В другой недавней пьесе нам рассказывают, что «процессия монахинь в белых одеждах поет песнь в полночь. В промежутках хор лягушек на соседнем болоте подпевает рефреном в унисон. Сакс, великий литейщик медных духовых, изготовивший Последние трубы для „Вечного жида“ и инструменты для Оркестра гвардейцев, занят изготовлением требуемых лягушачьих труб. Иллюзия будет усилена характерными декорациями и мефитическими испарениями. Господин Сакс посетил пруд в Булонском лесу, известный как Маре-д'Отей, и привез оттуда много полезных идей относительно земноводного, с вокальными данными которого он пожелал ознакомиться. Голоса лягушек будут представлять собой серию из восьми звуков, составляющих полную октаву».
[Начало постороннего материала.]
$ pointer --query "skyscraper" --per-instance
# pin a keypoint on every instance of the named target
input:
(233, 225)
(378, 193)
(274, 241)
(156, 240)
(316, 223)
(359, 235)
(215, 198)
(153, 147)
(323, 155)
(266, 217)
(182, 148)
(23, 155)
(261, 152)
Проветциал в Париже — стандартная тема для драматургов; то, чем были шотландцы для Джонсона, Лэма и Сидни Смита, является уроженец Прованса или Бретани для комических авторов столицы — повод для острот и объект для практических шуток. Одно из недавних произведений под названием «Мой дядя» строилось на ухищрениях безбашенного юнца с целью раздобыть денег у своего простодушного родственника из провинции. В течение месяцев притворный роман, женитьба и рождение наследника приносили денежные переводы, которые тратились на пиры, где стайка веселых студентов аплодировала изобретательности своего затейника. Наконец дядя приезжает в город, и продолжать эту игру становится настоящим искусством, что дает повод для бесчисленных ярких контрастов между деревенской простотой и городской проницательностью. Диагноз нравов провинциала в Париже, как и любой формы жизни там, был дан проницательным наблюдателем, который упоминает среди прочих признаков то, что новичка можно узнать по тому факту, что он сохраняет свою зубочистку после обеда и носит ее в театр.